The calibration curve for the SOFA Max-infection model showed that the observed ICU mortality was always close to the line of identity, a finding that differs from what has been reported in the literature, in which overestimation or underestimation of mortality in sicker patients is usually observed [15, 35, 36]. This may be due to the fact that as the SOFA Max changes with the clinical course of the patient, greater accuracy can be obtained in all deciles of prediction.

Discrimination of the SOFA Max-infection model was good (AUC: 0.853) and similar to published values for the APACHE III [37, 38] and logistic organ dysfunction score [39] after customization, despite the fact that the SOFA score is simpler to compute and does not depend on admission diagnosis. This facet is highlighted by the observation that although medical, coronary, and trauma admissions had a significant univariate relationship with ICU mortality, after adjustment for the SOFA score their importance was lost, a finding that makes sense in view of the fact that the SOFA score actually measures organ dysfunction, and this may be a common pathway for many different disease states.

International differences were assessed, looking for variations in predicted vs. observed mortality. Since ICU selection was not random, these data should be interpreted carefully, as they may not be representative of each country. In this analysis, only one country had a higher ICU mortality than predicted, both in the overall population and in the noninfected patients, and this finding was present in all deciles of prediction. This discrepancy may be due to differences in case-mix, nonmeasured clinical, and nonclinical [40] variables that may be strongly related to mortality [35, 41, 42], differences in quality of care, or differences in cultural aspects such as resource allocation and policies regarding the limiting of therapy. Our data cannot solve this difficult question, although differences in case-mix should not be important after customization [43].

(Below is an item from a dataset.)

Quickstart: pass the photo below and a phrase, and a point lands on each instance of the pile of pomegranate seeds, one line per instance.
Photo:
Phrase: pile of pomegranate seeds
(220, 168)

Our study differs from others as the models were applied to subpopulations of the original development data. This may impair external validation of the SOFA Max-infection model, but comparisons within groups should be enhanced, as opposed to the poor calibration found when other models were applied to independent populations [15, 44, 45]. It is also important to indicate that the present study included a limited number of patients from each country, thus preventing a more precise analysis, as simulations have shown that for smaller populations the fit of the model may deteriorate [12], and as yet we do not have adequate statistical methods to calibrate models in limited samples. Another potential limitation is that we convert a continuous variable (probability of death) into a dichotomous variable (dead or alive), but this is an inherent problem in studies of this type. In addition, while there was an apparent higher ICU mortality in patients from one country, the data do not allow any conclusions to be made regarding the reasons behind this finding; in particular, we cannot say from these results that the standard of care in that country is any less than in any of the five other countries. Rather, our findings should encourage other studies into international differences in ICU mortality rates, both in terms of absolute numbers and cause. Importantly, too, this model should not be used to evaluate the risk of death in individual patients.

In conclusion, the SOFA Max, adjusted for age and infection, is significantly related to ICU outcome, independently of admission category, but nonmeasured variables may still play an important role in differences found between predicted and observed ICU mortality.